Siamo alla resa dei conti, alla fine della fiera. E sono tante, pare, le raffiche di zeri fioccate qua e là nei booth, tra il gong di inizio e l’immancabile rush finale, nessun distinguo tra giovani intraprendenti e colossi blue-chip. Come Perrotin, che assegna senza indugio Tavares Strachan ($ 150.000), Emma Webster ($ 100.000) e Susumu Kamijo ($ 130.000). Sadie Coles, dal canto suo, ha trovato un proprietario per Alex Da Corte ($ 100.000), un Jonathan Lyndon Chase ($ 55.000) e per due Alvaro Barrington ($ 150.000 ciascuno). Il poetico Je t’aime n.II di Robert Motherwell, da Pace Gallery, ha chiuso la partita a quota $ 6,5 milioni, mentre l’Aurora di Josef Albers, da David Zwirner, toccava il tetto stellato di $ 1 milione. «Abbiamo fatto sold out fin dal primo giorno», fa sapere proprio Zwirner, «collocando le opere con collezionisti americani, belgi, francesi, messicani e sudafricani, molte sono entrate nelle collezioni di fondazioni e musei». Non solo. Finisce aggiudicato per $ 1,7 milioni il Georg Baselitz del 1970 di Thaddaeus Ropac, il terzo giorno di Art Basel.
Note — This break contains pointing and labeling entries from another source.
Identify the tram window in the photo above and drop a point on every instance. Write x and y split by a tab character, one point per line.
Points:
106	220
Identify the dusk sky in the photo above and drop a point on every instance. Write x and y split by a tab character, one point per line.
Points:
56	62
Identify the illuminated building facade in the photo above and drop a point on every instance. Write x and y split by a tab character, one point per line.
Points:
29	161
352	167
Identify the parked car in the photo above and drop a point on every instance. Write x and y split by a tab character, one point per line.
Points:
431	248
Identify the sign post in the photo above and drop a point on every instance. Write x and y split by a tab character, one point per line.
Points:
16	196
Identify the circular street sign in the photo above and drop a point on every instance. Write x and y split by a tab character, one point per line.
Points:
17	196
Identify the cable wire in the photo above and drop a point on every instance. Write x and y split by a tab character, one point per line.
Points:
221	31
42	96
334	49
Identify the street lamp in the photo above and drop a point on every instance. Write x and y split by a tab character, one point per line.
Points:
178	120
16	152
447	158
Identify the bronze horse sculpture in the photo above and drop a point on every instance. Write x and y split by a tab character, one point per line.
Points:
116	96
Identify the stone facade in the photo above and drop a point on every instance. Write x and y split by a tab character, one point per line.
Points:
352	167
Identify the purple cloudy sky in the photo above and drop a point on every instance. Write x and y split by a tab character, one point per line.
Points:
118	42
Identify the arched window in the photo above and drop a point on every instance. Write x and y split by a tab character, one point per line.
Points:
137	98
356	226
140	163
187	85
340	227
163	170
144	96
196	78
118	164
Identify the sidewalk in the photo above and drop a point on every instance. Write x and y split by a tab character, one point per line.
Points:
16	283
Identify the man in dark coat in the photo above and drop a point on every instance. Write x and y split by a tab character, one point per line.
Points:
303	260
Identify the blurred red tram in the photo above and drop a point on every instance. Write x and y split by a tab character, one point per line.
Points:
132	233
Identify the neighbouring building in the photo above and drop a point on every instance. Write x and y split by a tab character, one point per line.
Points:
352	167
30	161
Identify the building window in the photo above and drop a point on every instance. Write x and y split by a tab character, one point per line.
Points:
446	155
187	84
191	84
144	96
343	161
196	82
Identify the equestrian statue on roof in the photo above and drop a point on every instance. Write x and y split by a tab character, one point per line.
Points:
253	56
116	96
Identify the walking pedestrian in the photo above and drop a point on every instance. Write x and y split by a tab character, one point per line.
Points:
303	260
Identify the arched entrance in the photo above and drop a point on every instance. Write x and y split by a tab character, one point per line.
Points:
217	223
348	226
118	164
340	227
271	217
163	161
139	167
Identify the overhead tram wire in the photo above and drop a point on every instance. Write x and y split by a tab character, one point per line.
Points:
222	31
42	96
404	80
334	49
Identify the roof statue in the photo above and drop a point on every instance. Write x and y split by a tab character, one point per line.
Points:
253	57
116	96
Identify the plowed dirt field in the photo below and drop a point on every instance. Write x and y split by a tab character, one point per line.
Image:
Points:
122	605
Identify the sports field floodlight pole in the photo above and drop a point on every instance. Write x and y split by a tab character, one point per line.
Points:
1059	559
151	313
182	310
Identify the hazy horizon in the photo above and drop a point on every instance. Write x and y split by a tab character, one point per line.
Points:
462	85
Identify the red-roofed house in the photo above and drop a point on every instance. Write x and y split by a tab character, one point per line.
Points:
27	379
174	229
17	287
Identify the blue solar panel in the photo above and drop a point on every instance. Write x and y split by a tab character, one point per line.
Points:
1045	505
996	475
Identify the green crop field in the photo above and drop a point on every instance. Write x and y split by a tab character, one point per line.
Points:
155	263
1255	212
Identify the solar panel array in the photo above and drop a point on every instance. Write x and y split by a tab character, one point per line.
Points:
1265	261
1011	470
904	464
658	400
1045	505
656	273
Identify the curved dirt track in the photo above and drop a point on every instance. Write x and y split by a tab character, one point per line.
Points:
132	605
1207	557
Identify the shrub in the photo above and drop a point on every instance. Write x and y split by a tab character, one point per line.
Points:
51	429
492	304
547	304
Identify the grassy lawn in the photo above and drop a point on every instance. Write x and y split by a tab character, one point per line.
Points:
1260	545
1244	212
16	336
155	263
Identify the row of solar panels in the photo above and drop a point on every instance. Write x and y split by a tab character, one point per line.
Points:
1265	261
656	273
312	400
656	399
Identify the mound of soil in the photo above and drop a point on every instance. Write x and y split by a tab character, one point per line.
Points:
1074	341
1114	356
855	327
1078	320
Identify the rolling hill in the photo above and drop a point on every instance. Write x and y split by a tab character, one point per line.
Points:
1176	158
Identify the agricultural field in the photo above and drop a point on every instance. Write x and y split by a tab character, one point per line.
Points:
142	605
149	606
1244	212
Già il primo, Mariane Ibrahim Gallery registrava il tutto esaurito con picchi per Skate di Peter Uka ($ 90.000) e À la cour D’Henri Christophe di Raphael Barontini ($ 59.000). E chiudiamo senza scampo con due sculture di Alberto Giacometti, in bella mostra da kamel mennourComposizione, passata di mano per circa $ 2,7 milioni, e poi Figurine, la cifra si attesta intorno ai $ 1,43 milioni.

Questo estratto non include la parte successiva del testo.